Orange Business: Podemos dizer que empresas estão usando bem os dados que obtêm?

Maria Vanina Martinez: O problema é a falta de modelos de dados. Existe a ideia de que é possível unir big data, toneladas de dados, em uma sacola gigante, jogar um algoritmo de machine learning (ML) e pronto, o negócio vai se transformar de um dia para o outro. Infelizmente, não é assim que funciona. Os algoritmos de machine learning são maravilhosos, mas têm pouco de “inteligência”. Uma empresa de médio porte pode usar modelos modestos, que não fazem mais do que procurar padrões estatisticamente significativos em um conjunto de dados. Isso permite transformar dados brutos em informação. Com essa informação, um usuário humano pode entender os dados em contexto e tomar decisões de melhoria. Esses algoritmos de ML não pedem modelos de dados muito sofisticados, porém tampouco levarão a resultados tão significativos sozinhos. O futuro é a engenharia de conhecimento: transformar dados em conhecimento. É ele quem define as políticas de ação. Isso é a inteligência artificial propriamente dita e pressupõe um bom modelo de dados.
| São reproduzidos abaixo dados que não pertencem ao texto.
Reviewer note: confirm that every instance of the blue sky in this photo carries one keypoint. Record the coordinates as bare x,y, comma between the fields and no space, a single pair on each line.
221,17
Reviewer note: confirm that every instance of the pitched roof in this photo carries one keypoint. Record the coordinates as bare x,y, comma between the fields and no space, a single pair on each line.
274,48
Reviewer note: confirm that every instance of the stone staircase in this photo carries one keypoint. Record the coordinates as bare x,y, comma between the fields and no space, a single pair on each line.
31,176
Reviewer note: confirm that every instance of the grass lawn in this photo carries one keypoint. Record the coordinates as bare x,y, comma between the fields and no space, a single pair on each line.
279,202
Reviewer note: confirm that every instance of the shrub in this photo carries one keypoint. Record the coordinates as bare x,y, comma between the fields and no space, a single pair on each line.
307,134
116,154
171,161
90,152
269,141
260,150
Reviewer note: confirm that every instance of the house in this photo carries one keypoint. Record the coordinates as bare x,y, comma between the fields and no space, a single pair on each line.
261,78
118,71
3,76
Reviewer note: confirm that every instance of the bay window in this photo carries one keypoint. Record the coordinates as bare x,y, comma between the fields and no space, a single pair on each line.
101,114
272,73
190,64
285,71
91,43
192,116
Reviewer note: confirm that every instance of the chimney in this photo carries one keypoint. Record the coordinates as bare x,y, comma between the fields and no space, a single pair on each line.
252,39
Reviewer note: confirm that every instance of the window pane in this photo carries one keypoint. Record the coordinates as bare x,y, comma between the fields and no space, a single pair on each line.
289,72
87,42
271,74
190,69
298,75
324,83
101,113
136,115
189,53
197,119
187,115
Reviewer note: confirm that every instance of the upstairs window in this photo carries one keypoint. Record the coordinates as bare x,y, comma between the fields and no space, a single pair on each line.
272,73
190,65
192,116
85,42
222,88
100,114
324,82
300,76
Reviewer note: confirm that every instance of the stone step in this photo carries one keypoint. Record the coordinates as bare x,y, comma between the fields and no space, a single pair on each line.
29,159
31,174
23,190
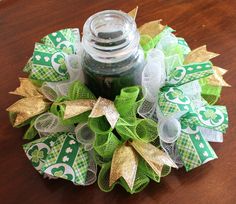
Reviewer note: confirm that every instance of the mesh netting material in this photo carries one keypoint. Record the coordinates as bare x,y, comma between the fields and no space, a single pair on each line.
211,135
91,176
209,92
49,123
141,180
79,91
84,135
100,125
53,90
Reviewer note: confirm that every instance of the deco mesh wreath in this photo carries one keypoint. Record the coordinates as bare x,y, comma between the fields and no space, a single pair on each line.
139,136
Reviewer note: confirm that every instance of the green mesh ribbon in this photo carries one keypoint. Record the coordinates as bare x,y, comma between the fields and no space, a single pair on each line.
209,92
193,149
77,90
67,159
128,127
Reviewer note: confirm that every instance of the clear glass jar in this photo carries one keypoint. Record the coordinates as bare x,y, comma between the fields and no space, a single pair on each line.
112,58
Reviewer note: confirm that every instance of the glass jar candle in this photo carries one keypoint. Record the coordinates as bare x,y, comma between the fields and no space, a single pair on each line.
112,58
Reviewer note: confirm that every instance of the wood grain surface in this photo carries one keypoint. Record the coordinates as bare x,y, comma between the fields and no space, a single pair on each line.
22,23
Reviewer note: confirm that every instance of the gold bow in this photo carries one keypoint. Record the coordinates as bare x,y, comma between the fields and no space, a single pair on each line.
125,161
31,105
133,13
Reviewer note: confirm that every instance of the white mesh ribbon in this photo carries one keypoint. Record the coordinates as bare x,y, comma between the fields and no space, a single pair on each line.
85,136
48,123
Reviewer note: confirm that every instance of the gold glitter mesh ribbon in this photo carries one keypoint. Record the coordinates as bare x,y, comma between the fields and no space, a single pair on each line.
33,104
201,54
125,161
133,13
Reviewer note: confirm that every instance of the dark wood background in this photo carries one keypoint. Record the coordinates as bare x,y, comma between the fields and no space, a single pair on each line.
200,22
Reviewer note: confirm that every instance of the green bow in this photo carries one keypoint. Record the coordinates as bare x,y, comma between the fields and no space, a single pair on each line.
49,60
193,149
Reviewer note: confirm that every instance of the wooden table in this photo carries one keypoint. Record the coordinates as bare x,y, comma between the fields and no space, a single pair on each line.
22,23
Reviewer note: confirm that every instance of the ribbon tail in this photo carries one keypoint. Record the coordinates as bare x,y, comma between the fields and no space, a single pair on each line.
124,164
153,156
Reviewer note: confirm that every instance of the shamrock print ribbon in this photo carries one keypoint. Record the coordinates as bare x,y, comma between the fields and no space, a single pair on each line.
192,147
60,156
51,59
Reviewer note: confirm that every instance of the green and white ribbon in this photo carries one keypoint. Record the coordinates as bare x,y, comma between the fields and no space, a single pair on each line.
56,62
173,99
60,156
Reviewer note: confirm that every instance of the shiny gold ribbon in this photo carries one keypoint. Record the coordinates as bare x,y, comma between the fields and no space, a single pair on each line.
125,161
101,107
31,105
201,54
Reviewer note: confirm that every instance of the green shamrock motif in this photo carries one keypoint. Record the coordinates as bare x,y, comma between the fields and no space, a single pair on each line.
209,114
176,94
68,50
60,173
37,155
Mas as empresas ainda focam a aquisição de algoritmos de inteligência artificial e se recusam a analisar seus dados.

Orange Business: Em relação aos aspectos sociais e de privacidade, é o caso de dizer que o uso de dados representa mais riscos que benefícios?

Maria Vanina Martinez: Me parece que o importante é entender quais benefícios e riscos vêm à reboque. A tecnologia não é neutra, os dados não são neutros e as pessoas que os pensam, desenham e implementam tampouco o são. Em todos esses pontos existe um viés, implícito ou explícito, intrínseco ou criado, existem interesses, principalmente econômicos. É importante tomar consciência desses assuntos e começar a trabalhar em uma construção de marcos regulatórios que permitam e impulsionem o desenvolvimento responsável da tecnologia.

Orange Business: Um hacker, certa vez, disse que o cientista da computação era “o bruxo moderno”: admirado, temido e seu trabalho, um enigma. O que acha da analogia?

Maria Vanina Martinez: Boa. Eu acrescentaria que, assim como os bruxos, muitas vezes, os cientistas da computação também não sabem muito bem como fazem o que fazem. A realidade é que os métodos utilizados baseiam-se em modelos muito complexos, que, em geral, são caixas pretas. Conhecemos o modelo matemático subjacente, porém, à medida que os sistemas e a quantidade de dados crescem, não entendemos as razões pelas quais o algoritmo entrega um resultado particular. Em muitos casos, estudos posteriores demonstram que essas razões não se servem do grau de interpretação que temos do modelo. Um exemplo é como os sistemas de visão por computador podem não funcionar como esperamos. Há o famoso caso do sistema que leu um cartaz de “PARE” como um sinal de velocidade permitida. No fundo, ainda não entendemos a lógica exata do algoritmo quando enfrenta os dados.

Orange Business: O que virá depois da indústria 4.0, IA, blockchain e tantas outras disrupções?

Maria Vanina Martinez: Aposto na engenharia de conhecimento baseada em IA, mas uma IA que será um pouco diferente da que temos hoje. Muitos pesquisadores dizem que o deep learning pode resolver tudo e eu acredito que não é bem assim. São necessários sistemas capazes de trabalhar em um nível mais alto de abstração, que possam aprender de uma maneira mais inteligente. Os sistemas atuais aprendem padrões, mas não conceitos. As soluções não são facilmente transferíveis de um domínio ao outro, mesmo quando os problemas são semelhantes. Para isso, são necessários outros modelos, talvez baseados mais em lógica ou na combinação de lógica e ML. Essa é a revolução que está por vir.